The turbine towers are fitted on four-legged jacket foundations which stand in water depths averaging 25m. Exagrout Masterflow 950, a cement-based grout developed by BASF, was used to fasten the foundations to the seabed.

Each foundation weighs approximately 550t and measures 50m in length. The foundation base has an area of approximately 400m².

Wind turbine connections and offshore substation

All the wind turbines are connected to one another via inter-array cables, which are connected to an offshore substation.

The offshore substation was built to convert the 33kV electricity produced by the wind turbines to a transmission voltage of 155kV. The stepped-up power is transmitted to the grid connection point at Brunsbüttel using high-voltage subsea cables.

Suppliers for RWE Innogy’s German wind farm

Senvion (formerly REpower Systems) was awarded a contract in February 2010 to supply 48 offshore wind turbines of the 6M type for the Nordsee-Ost project. In May 2010, RWE Innogy signed a two-year lease contract with Eurogate Container Terminal Bremerhaven for the use of Bremerhaven container port as a base port for the development activities of the wind farm.

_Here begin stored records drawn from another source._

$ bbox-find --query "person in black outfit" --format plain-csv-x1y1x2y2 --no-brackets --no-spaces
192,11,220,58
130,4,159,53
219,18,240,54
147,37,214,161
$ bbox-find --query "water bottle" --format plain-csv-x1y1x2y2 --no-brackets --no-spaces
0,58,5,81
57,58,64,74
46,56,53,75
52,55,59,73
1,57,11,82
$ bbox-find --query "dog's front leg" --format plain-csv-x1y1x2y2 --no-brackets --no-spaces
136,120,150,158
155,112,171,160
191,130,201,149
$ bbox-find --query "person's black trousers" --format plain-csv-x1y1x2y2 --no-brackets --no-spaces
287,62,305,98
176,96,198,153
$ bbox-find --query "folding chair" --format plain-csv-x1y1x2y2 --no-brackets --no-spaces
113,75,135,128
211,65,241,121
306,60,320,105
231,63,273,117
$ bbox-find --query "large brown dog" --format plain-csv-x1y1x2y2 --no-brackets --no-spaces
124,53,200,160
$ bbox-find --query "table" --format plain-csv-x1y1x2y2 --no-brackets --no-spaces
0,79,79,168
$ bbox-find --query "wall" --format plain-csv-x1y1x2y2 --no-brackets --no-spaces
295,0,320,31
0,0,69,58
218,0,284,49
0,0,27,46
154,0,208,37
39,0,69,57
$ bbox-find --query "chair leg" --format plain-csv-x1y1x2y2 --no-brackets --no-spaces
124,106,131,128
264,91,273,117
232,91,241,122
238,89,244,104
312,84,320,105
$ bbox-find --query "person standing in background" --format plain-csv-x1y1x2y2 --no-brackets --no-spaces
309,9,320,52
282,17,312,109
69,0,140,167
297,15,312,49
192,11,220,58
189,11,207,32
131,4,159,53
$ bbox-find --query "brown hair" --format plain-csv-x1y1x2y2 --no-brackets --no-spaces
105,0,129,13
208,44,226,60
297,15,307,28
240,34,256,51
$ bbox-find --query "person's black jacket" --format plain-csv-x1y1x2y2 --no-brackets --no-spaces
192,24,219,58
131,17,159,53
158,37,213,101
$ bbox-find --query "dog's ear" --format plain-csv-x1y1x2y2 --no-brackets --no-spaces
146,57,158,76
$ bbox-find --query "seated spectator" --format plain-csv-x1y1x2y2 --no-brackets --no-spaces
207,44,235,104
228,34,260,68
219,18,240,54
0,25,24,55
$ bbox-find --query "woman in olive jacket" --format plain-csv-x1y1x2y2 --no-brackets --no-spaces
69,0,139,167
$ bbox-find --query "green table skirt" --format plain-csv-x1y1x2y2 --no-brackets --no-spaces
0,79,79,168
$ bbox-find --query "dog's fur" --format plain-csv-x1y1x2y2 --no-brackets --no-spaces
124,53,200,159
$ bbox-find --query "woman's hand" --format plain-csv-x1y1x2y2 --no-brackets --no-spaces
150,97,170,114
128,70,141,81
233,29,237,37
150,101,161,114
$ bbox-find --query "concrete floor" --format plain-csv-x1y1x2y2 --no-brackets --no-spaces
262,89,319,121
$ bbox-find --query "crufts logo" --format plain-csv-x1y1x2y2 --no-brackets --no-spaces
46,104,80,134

Aker Solutions was awarded an engineering, procurement and construction (EPC) contract worth approximately $144.6m for the delivery of 48 steel jackets and piles for the wind farm. ABB supplied roughly 40 miles of offshore sea cables. This supply deal was valued at $12.5m.

Siemens Energy was responsible for the construction, supply and installation of the offshore substation. Valued at approximately $724m, the contract was signed in August 2010. Foundation grouting was undertaken by FoundOcean.

TÜV Rheinland was commissioned in April 2011 to inspect and supervise the production of the wind turbines.

VBMS, a company based in the Netherlands, was contracted for the installation of 52 infield cables for the project.